フィールドノート

連続した日々の一つ一つに明確な輪郭を与えるために

11月1日(日) 晴れ

2009-11-02 01:54:23 | Weblog
  8時、起床。朝、蒲団の中で目が覚めたとき、幸福な気分のときと、憂鬱な気分な気分のときがあるというのは、誰でも同じだと思うが、今日は幸福な気分だった。思い当たる理由は(物事にはたいてい理由があるのだ)、第一に、今日が日曜日だということ、第二に、窓から明るい陽射しが差し込んでいること、第三に、昨日よい研究報告を聞いたことだろう。最近は、一週間のうち、幸福な気分の朝が4日、憂鬱な気分の朝が3日、そんな感じだ。ポトフとトーストと冷麦茶の朝食。
  三遊亭円楽が亡くなったと聞いて、尾崎放哉の「糸瓜が笑ったやうな円右が死んだか」という句が頭に浮かんだ。円右とは二代目三遊亭円朝を襲名して間もなく亡くなった初代三遊亭円右のことである。円右が亡くなったのは大正13年11月2日(享年65歳)。落語が好きだった放哉が円右の訃報を聞いて即興で作ったのがこの句である。私は、円楽の訃報に接して、「馬が笑ったような円楽が死んだか」と思ったが、「糸瓜が笑ったような」の滋味には乏しい。久しぶりで放哉の句集を本棚から取り出して読んだ。

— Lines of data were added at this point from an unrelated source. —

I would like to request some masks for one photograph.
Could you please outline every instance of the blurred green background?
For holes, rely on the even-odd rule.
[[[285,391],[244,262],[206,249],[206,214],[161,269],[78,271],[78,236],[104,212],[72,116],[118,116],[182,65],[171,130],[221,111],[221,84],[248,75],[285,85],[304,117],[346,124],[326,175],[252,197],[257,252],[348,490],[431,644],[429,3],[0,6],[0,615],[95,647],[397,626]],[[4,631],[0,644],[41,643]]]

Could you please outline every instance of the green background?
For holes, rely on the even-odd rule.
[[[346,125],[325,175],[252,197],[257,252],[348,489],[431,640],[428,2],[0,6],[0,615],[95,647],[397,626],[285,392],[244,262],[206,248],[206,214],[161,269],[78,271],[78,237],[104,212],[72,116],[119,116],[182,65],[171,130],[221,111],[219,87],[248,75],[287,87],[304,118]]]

それほど有名でない(学校の教科書などには載っていない)句の中から心惹かれたものをいくつかあげておく。

  よく笑う女と日まわりのあかるさ
  新しい本屋が出来た町の灯
  海苔をあぶりては東京遠く来た顔ばかり
  夕べひよいと出た一本足の雀よ
  人をそしる心をすてて豆の皮むく
  こんなよい月を一人で見て寝る
  事実といふ事話しあつてる柿がころがつてゐる
  犬よちぎれる程尾をふつてくれる
  田舎の小さな新聞をすぐに読んでしまつた
  豆を煮詰める自分の一日だつた
  壁の新聞の女はいつも泣いて居る
  
  午後、NHKの衛星放送でやっていた加藤和彦の追悼番組を観た。彼はいつもうっすらとした笑いを浮かべていた。「○○が笑ったような加藤和彦が死んだか」の○○に入るのは何だろうと考えてみたが、「弁天様」がピッタリなのではないかという気がした。